Korruption nach Öffnungszeiten

Ich stieg in den Bus. Der war voll, aber die Busse, die entlang der Meeresküste fahren, sind immer voll – vor allem im Juli. Der Bus hatte seine besten Jahre schon lange hinter sich, aber zumindest lief er. Die Klimaanlage funktionierte mittelmässig – also nur für die, die direkt unter ihr sassen. Gott sei Dank war ich das. Der Bus fuhr los.

In der ganzen Menschenmenge von sitzenden und stehenden Leuten versuchte eine kleine aber gut geformte Frau durchzukommen. Mit einem Kassiergerät in der Hand und einem Lächeln auf dem Gesicht. Sie hat es bis zu mir geschafft – 3,70 Leva (umgerechnet 1,60 Euro) kostete mich das Ticket bis zu meinem einzigen 2-stündigen Strandaufenthalt in diesem Sommer. Ich zahlte auch mit einem Lächeln – für den Spottpreis würde ich jeden Tag soviel zahlen, hätte ich bloß die Zeit für Rumsitzen am Strand. Egal.

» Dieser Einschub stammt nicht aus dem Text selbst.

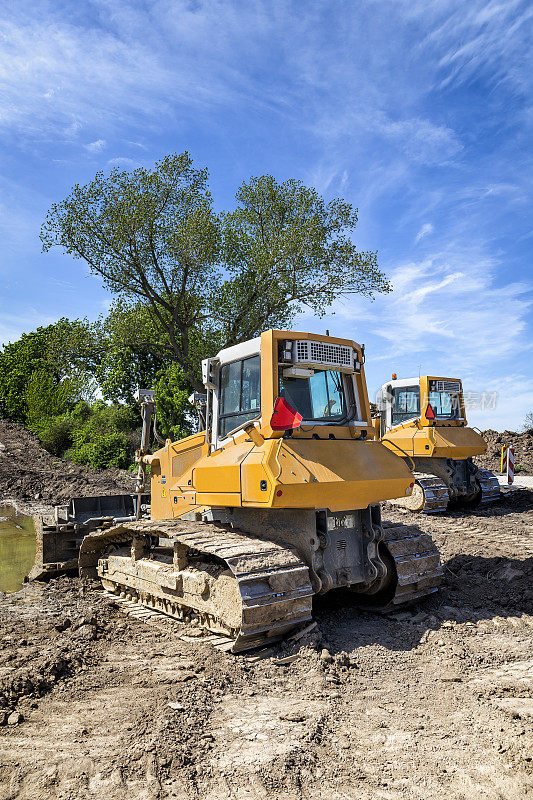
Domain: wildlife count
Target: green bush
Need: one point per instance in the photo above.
(55, 433)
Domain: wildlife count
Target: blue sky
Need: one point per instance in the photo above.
(418, 113)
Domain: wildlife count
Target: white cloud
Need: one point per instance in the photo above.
(96, 146)
(426, 229)
(448, 306)
(122, 161)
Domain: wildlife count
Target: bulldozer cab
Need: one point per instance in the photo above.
(428, 400)
(319, 378)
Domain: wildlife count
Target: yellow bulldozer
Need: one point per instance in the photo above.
(423, 420)
(274, 499)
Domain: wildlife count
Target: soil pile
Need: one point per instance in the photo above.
(30, 473)
(434, 701)
(523, 450)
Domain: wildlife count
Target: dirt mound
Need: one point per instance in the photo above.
(29, 473)
(433, 701)
(523, 450)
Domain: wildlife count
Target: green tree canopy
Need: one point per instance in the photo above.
(51, 367)
(199, 280)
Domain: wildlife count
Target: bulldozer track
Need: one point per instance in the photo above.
(273, 585)
(430, 495)
(490, 488)
(417, 561)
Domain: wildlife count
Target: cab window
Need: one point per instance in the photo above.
(405, 404)
(240, 394)
(445, 405)
(323, 397)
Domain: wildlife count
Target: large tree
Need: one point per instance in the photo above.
(210, 280)
(59, 360)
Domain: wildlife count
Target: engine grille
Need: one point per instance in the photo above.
(330, 355)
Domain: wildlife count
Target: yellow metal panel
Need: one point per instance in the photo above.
(340, 496)
(218, 499)
(460, 442)
(252, 473)
(221, 471)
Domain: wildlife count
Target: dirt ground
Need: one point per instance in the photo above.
(30, 474)
(431, 702)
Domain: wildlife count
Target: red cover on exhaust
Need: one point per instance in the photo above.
(285, 417)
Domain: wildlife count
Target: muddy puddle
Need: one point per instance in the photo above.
(17, 548)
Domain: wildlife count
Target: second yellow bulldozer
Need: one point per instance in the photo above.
(423, 420)
(274, 500)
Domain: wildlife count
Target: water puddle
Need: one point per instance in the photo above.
(17, 548)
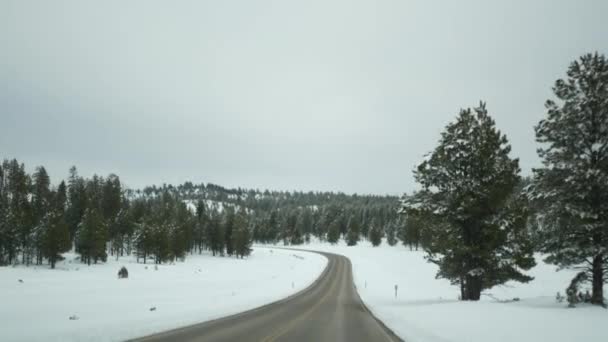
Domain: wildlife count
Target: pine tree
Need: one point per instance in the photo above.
(375, 233)
(20, 210)
(477, 223)
(111, 204)
(391, 233)
(572, 187)
(241, 237)
(354, 228)
(333, 232)
(91, 237)
(57, 235)
(228, 230)
(77, 202)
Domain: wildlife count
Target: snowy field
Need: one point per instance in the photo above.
(427, 310)
(108, 309)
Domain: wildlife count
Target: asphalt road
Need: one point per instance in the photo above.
(328, 310)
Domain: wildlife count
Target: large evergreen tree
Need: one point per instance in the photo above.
(572, 187)
(57, 234)
(478, 223)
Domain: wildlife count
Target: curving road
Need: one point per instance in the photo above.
(328, 310)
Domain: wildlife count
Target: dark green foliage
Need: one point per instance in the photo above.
(241, 236)
(375, 233)
(475, 221)
(572, 187)
(57, 235)
(100, 217)
(354, 231)
(333, 232)
(77, 201)
(391, 233)
(91, 237)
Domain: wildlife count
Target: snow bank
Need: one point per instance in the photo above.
(108, 309)
(427, 309)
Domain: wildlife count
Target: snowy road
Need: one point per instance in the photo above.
(329, 310)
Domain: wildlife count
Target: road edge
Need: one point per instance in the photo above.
(246, 312)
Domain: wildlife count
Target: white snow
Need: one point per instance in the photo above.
(111, 309)
(427, 309)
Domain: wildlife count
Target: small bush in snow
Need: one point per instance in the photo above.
(123, 273)
(572, 292)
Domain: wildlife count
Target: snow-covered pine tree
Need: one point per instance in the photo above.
(572, 187)
(353, 232)
(333, 231)
(241, 236)
(391, 233)
(375, 232)
(57, 235)
(478, 236)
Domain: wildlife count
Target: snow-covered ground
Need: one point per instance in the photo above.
(427, 310)
(108, 309)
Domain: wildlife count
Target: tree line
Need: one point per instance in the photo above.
(98, 217)
(480, 221)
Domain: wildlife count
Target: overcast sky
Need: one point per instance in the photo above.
(309, 95)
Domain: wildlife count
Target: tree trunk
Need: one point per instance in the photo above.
(597, 296)
(472, 287)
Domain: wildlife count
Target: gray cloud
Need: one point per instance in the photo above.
(311, 95)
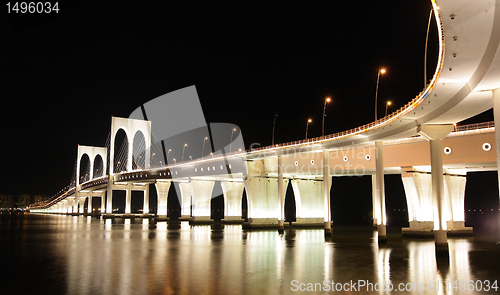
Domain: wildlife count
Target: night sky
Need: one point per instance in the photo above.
(65, 75)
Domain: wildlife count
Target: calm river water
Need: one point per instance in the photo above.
(55, 254)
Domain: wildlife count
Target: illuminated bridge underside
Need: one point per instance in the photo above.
(465, 84)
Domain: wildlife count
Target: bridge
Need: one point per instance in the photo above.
(420, 141)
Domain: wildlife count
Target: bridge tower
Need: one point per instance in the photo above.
(131, 127)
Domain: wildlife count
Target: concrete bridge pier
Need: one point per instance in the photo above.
(380, 193)
(202, 196)
(103, 202)
(309, 202)
(89, 206)
(281, 196)
(233, 191)
(496, 115)
(434, 134)
(162, 189)
(128, 198)
(186, 194)
(263, 202)
(326, 193)
(145, 206)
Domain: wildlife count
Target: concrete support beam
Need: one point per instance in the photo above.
(186, 194)
(162, 189)
(418, 190)
(128, 198)
(281, 195)
(309, 202)
(202, 196)
(326, 193)
(380, 192)
(434, 134)
(145, 207)
(109, 197)
(233, 192)
(89, 206)
(496, 115)
(262, 190)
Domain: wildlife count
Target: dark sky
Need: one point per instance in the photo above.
(65, 75)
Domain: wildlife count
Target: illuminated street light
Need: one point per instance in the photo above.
(169, 150)
(324, 109)
(307, 125)
(382, 71)
(274, 125)
(203, 148)
(234, 129)
(386, 106)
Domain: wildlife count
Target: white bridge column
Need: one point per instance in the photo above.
(202, 195)
(326, 193)
(145, 207)
(496, 115)
(128, 198)
(233, 192)
(89, 206)
(380, 192)
(281, 195)
(263, 202)
(309, 202)
(434, 134)
(418, 190)
(103, 202)
(162, 188)
(81, 203)
(109, 196)
(185, 200)
(455, 199)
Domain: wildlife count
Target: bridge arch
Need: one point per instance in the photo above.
(98, 166)
(131, 127)
(139, 150)
(91, 152)
(120, 151)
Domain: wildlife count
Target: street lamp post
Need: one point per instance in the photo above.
(307, 126)
(386, 106)
(324, 109)
(274, 125)
(203, 148)
(382, 71)
(183, 148)
(230, 143)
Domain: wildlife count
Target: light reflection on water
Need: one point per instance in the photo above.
(88, 256)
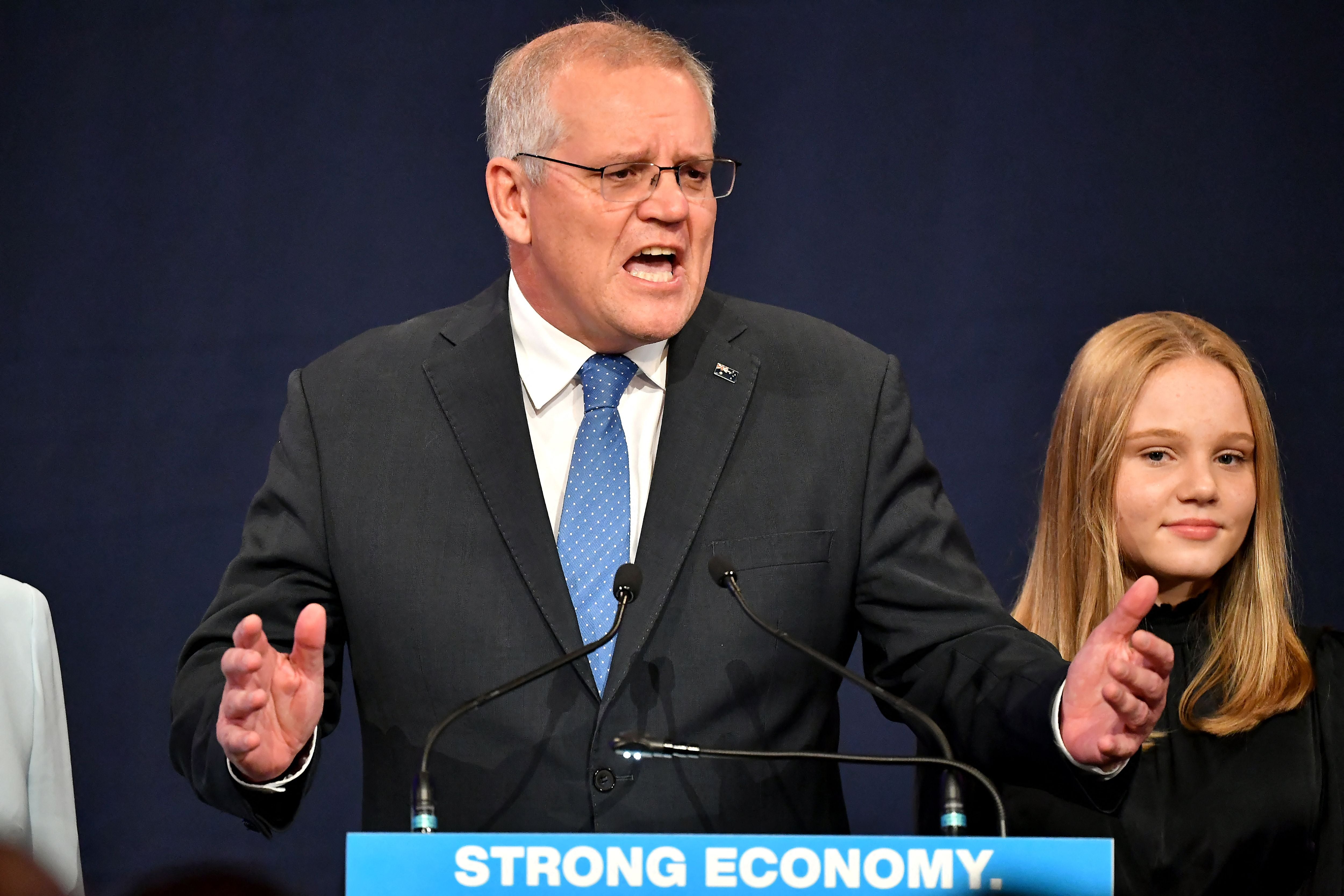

Das Ticket wurde von dem Gerät in ihrer Hand gedruckt und ich konnte mich auf die Fahrt konzentrieren. Ein Kilometer weiter stieg ein anderer Kontrolleur ein – der muss echt bekloppt sein. Ob er es schafft, sich durch diesen überfüllten, nach Schweiss stinkenden Bus zu quälen? Doch Bulgarien tut alles, um die Korruption des kleinen Mannes zu bekämpfen. Er kontrollierte jedes einzelne Ticket gewissenhaft – das Datum, die Busfirma – alles musste auf dem Abdruck stimmen. Hat es auch. Später erfuhr ich, dass er für die Stadt arbeitet, die die privaten Anbieter nun ganz genau unter die Lupe genommen hat. Die Strafen seien hoch, und werden auch in der Tat bezahlt, versichert mir mein Sitzpartner, wenn der Staatliche Kontrolleur auch nur einen einzigen Fehler bei der nichtstaatlichen Kontrolleurin entdecken würde. Ich war so stolz, mein Bulgarien hat die Drohungen aus Brüssel und die Häme aus ganz Europa ernst genommen und geht jetzt richtig hart vor – zumindest da „unten“ in der Gesellschaft. Wehe eine arme Kontrolleurin würde da ein Ticket von 3,70 Leva nicht ausstellen und das Geld in die eigene Tasche stecken. Und so ging ich voller Optimismus baden, dass sich was in unserem Land bewegt.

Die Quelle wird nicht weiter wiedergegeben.